Les réseaux sociaux sur le Web agrandissent les possibilités de créer des liens.

Surveiller les tendances

S’informer, lire et échanger sur les sujets qui nous plaisent permet d’être à l’affût de ce qui s’en vient du côté des nouvelles technologies à la ferme, de l’environnement, des lois et règlements, des produits demandés dans l’avenir, des pratiques culturales et j’en passe! Évidemment, ça demande du temps de rester informé, mais ce temps passé à se garder à jour, c’est ce qui fait qu’on est en mesure de suivre la vague et de ne pas se sentir dépassé par tous ces changements qui affectent notre façon de travailler.

Souvent, le statu quo est conservé parce qu’on n’a pas le temps de faire des changements. Cette attitude peut nous jouer des tours. Les médias sociaux nous permettent de faire de la veille informative sur des sujets très précis ce qui nous évite d’avoir à lire des choses qui, finalement, ne nous apportent rien. Tiens donc, n’est-ce pas là une autre façon d’économiser du temps? ;-)

Trouver des fournisseurs ou solutions

On ne sait jamais qui connait qui ou quoi. Plus haut, je parlais d’échanger des idées. C’est un peu la même chose, mais appliquez-le à vos recherches. Posez des questions! C’est une des meilleures façons de développer son réseau. En plus, les échanges informels avec des fournisseurs potentiels permettent de bâtir la confiance nécessaire à une bonne relation d’affaires. Les médias sociaux permettent de peser sur l’accélérateur.

Il y a de moins en moins de monde pour aider à faire les foins, de moins en moins de monde qui veut être ouvrier agricole, de moins en moins de monde qui veut prendre la relève. Et si ces personnes se trouvaient juste un peu plus loin que notre réseau de contacts habituel?

Faire avancer nos idées

Achat local, produit du Québec, agriculture biologique ou responsable, circuit court, syndicats, lois, zonage, marché public ou à la ferme, OGM, normes environnementales, internationalisation des marchés, voisinage, relève agricole et j’en ai certainement oublié! Chacun a son cheval de bataille et les réseaux sociaux peuvent nous permettre d’influencer les choses dans le domaine qu’on privilégie. Développer des relations avec des journalistes, des politiciens, des influenceurs permet d’éveiller les gens à votre cause.
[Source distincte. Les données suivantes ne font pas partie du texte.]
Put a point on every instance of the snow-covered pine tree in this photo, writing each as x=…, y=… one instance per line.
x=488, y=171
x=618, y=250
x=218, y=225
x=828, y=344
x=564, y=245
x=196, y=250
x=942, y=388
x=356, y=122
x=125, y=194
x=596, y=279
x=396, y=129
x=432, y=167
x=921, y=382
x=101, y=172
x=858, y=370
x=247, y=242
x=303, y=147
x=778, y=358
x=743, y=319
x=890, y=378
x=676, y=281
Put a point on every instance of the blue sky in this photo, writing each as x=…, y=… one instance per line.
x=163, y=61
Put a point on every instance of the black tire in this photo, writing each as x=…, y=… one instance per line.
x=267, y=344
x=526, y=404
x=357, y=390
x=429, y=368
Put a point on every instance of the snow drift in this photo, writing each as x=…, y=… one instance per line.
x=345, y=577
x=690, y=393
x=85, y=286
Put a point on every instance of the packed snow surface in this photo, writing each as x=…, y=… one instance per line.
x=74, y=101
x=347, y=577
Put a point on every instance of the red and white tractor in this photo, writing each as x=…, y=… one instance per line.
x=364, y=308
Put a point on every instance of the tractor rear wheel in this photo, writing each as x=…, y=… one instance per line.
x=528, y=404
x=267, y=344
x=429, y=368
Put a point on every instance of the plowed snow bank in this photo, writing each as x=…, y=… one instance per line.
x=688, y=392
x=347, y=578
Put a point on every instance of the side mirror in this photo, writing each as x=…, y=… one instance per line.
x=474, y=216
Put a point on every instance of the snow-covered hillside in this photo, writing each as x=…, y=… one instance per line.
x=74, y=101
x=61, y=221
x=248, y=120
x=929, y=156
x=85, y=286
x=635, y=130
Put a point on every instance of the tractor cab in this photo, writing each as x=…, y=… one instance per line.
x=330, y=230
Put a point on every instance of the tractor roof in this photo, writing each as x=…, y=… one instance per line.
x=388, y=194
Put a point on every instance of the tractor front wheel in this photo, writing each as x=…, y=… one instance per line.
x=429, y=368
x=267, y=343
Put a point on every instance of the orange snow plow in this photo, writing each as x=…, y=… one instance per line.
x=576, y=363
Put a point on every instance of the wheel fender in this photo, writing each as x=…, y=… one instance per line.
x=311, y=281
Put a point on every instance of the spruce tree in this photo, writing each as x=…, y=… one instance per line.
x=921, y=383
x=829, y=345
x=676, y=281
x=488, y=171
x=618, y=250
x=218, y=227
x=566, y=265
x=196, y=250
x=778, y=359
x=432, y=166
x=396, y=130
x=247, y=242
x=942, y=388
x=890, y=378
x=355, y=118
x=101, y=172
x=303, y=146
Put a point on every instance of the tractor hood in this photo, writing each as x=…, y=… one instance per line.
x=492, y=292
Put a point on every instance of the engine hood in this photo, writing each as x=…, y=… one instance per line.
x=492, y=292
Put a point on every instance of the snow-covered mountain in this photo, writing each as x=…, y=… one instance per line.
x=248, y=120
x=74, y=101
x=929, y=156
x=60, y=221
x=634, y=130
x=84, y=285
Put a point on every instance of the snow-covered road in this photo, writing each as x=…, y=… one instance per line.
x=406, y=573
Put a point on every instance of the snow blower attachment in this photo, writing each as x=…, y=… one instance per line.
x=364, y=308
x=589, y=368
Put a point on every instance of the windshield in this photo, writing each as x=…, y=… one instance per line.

Vendre plus et vendre mieux

La meilleure façon de développer nos affaires et notre entreprise, c’est le réseautage, c’est-à-dire qui on connait. Pourquoi? Tout simplement parce que les gens aident les gens et c’est vrai depuis que le monde est monde. Il y a toujours eu des jaloux qui ont dit : « il a réussi à cause de son père », « elle a réussi parce qu’elle connait tout le monde », « ils ont réussi parce que untel les a aidés ». Je ne comprends pas pourquoi ce devrait être une tare de se faire aider. Alors, qu’attendez-vous pour développer vous aussi votre réseau?

Plus il y a de gens qui vous connaissent, plus vous vendrez vos produits, que ce soit directement aux consommateurs ou à une autre entreprise. Plus vous aurez de chances d’assurer une relève dans votre entreprise. Plus vous aurez d’opportunités de trouver l’ouvrier qui vous manque cruellement.

Est-ce seulement la loi du nombre? Il y a un peu de ça, mais pas seulement. C’est aussi la loi des relations humaines. On veut faire des affaires avec des gens que l’on connait. C’est pourquoi le bouche-à-oreille fonctionne si bien. Et sur le Web, il y a beaucoup de bouches qui parlent et d’oreilles pour entendre.

Vous avez d’autres pistes de réflexion?

Ce billet fait suite à ma participation à l’évènement  »Cultivez vos affaires dans l’Internet« . Merci à Luc Gendron et son équipe du Focus 20 pour l’invitation, ça m’a permis d’approfondir ma réflexion sur le sujet.